High oxygen needs are back.
He's been awake off and on today, so that's good, or at least okay.
But we don't know what's driving this!
We've increased his Ventavis (inhaled iloprost - a pulmonary hypertensive med) from every six hours at home, to every four hours and now every three. We tried to reduce his rescue Clonidine for the neurostorming and his temp shot up, so that's on board again. We've now stopped his feedings again.
Nothing is coming back positive, and his bloodwork looks okay, too.
And yet, he was just switched from his home vent on high O2 and sick settings to the hospital Servo (you know, the ventilator that has a brain). And we're doing inhaled Nitric Oxide (iNO).
I just don't know...
He's not in pain.
He's being cared for.
I was able to go to church and take the sacrament today.
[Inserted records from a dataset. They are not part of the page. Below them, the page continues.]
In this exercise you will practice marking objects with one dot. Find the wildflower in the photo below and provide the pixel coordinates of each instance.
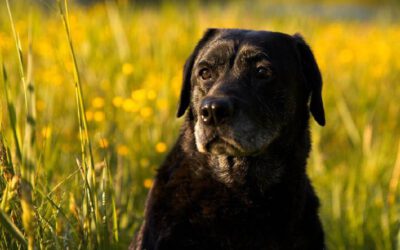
(46, 132)
(130, 106)
(103, 143)
(89, 115)
(144, 162)
(151, 95)
(139, 95)
(117, 101)
(122, 150)
(148, 183)
(161, 147)
(99, 116)
(146, 112)
(98, 102)
(127, 69)
(40, 105)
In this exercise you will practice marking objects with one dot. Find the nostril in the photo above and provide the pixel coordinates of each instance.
(215, 111)
(221, 111)
(206, 115)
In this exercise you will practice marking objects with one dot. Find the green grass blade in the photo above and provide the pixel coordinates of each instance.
(12, 229)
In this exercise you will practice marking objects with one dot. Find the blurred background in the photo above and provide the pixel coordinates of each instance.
(89, 93)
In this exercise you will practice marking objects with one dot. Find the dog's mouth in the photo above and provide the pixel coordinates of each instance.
(219, 145)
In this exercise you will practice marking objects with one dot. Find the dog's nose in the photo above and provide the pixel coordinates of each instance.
(215, 111)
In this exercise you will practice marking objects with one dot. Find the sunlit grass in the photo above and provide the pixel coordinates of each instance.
(88, 102)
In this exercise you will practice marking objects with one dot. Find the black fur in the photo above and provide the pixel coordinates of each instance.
(261, 200)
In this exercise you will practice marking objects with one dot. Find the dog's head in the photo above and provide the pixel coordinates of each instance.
(243, 87)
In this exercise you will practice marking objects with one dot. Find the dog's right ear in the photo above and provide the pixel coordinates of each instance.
(187, 72)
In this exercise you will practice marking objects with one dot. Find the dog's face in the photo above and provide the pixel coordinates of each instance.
(244, 86)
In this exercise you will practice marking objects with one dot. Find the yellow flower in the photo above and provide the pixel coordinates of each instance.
(146, 112)
(127, 69)
(40, 105)
(122, 150)
(151, 95)
(46, 132)
(130, 106)
(148, 183)
(161, 147)
(144, 162)
(98, 102)
(139, 95)
(89, 115)
(103, 143)
(117, 101)
(99, 116)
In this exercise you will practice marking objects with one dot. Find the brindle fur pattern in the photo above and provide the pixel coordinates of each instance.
(241, 184)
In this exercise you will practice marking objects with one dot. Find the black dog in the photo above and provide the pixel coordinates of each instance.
(236, 178)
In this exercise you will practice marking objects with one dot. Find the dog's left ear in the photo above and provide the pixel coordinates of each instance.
(313, 79)
(187, 72)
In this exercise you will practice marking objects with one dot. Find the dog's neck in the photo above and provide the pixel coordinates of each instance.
(284, 158)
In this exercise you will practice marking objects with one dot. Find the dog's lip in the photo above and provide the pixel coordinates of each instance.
(230, 142)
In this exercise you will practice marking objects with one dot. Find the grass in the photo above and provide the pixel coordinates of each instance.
(87, 107)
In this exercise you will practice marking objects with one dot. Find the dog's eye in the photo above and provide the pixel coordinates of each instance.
(205, 73)
(263, 72)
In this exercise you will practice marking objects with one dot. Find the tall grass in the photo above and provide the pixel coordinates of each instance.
(88, 98)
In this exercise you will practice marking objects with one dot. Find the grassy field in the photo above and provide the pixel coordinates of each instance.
(88, 101)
In testimony meeting, one sweet mom spoke of being here now for three months with her daughter who's fighting cancer. She spent significant time in the PICU and then moved to the cancer floor. On the day she was supposed to go home, she returned to the PICU instead. And she spoke of being so tired, of being unable to go on. Her family is split up between the hospital, home and three on missions. I've been there, I've felt that.
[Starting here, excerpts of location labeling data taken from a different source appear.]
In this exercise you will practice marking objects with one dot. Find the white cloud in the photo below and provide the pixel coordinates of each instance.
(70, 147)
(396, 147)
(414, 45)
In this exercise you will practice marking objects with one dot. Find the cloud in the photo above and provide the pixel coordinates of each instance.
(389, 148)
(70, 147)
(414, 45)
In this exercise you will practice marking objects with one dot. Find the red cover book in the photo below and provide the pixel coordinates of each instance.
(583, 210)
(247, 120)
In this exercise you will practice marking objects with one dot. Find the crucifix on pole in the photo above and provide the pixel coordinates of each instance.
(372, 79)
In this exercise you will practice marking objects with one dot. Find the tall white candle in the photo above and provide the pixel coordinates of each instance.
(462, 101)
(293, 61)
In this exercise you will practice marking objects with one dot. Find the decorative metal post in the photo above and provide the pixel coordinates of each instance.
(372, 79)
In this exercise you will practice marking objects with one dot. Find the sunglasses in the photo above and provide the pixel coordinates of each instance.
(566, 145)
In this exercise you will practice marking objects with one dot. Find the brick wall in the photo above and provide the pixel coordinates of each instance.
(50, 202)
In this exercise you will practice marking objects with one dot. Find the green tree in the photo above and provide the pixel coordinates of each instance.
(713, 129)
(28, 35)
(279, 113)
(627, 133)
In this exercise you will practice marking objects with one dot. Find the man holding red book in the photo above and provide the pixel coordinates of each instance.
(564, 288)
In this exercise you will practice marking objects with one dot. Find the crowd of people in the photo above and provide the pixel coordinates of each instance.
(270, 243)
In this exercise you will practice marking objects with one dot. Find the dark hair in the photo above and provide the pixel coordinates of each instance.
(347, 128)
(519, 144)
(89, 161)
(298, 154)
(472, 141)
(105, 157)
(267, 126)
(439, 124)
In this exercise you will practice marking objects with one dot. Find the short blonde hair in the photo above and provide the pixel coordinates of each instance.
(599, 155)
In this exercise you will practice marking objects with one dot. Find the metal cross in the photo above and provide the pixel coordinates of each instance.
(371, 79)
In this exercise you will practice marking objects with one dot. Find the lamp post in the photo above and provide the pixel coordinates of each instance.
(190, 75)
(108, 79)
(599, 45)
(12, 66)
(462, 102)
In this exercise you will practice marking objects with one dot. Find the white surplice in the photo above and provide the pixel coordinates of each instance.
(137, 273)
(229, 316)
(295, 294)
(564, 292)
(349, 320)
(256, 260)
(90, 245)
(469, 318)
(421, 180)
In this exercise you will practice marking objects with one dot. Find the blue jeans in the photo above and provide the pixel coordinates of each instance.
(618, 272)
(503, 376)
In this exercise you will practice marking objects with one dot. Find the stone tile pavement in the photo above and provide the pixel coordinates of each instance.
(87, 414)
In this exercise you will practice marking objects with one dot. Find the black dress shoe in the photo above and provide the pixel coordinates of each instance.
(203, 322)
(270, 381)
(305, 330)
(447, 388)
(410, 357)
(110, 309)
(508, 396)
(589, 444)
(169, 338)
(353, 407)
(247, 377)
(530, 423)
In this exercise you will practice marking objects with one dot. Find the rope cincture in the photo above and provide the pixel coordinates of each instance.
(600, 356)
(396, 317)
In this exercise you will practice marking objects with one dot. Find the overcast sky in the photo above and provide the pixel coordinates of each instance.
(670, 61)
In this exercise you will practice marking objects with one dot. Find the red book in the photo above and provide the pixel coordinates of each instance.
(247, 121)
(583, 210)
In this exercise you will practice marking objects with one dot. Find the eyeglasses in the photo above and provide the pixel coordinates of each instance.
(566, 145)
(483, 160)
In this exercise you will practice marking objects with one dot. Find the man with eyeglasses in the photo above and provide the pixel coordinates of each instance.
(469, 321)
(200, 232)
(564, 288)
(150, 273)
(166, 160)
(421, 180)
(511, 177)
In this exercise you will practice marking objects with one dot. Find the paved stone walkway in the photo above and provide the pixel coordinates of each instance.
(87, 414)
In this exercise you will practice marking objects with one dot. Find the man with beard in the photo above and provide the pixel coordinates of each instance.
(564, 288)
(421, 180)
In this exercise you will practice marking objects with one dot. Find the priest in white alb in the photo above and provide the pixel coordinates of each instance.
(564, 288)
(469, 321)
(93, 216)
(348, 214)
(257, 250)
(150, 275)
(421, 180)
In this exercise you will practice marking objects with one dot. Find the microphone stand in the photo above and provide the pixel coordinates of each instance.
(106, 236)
But then she pointed out that our Savior also reached the point where He felt He couldn't go on and pled for relief, if possible. But if not, then He would finish. And He did. And because He did, we will also go on. Our sins can be forgiven. We can live again. We will have our precious children, our family, back together.
And while I'm not as tired as she is, I am tired. No answers is hard. No good plan for recovery is hard. But I am reminded that there is One who has been here before, that He is always with me, and with Aaron. He does know the answers and the Plan and what will happen. I need to remember, to trust, to be still and let Him guide.
Because He really is the only one who can.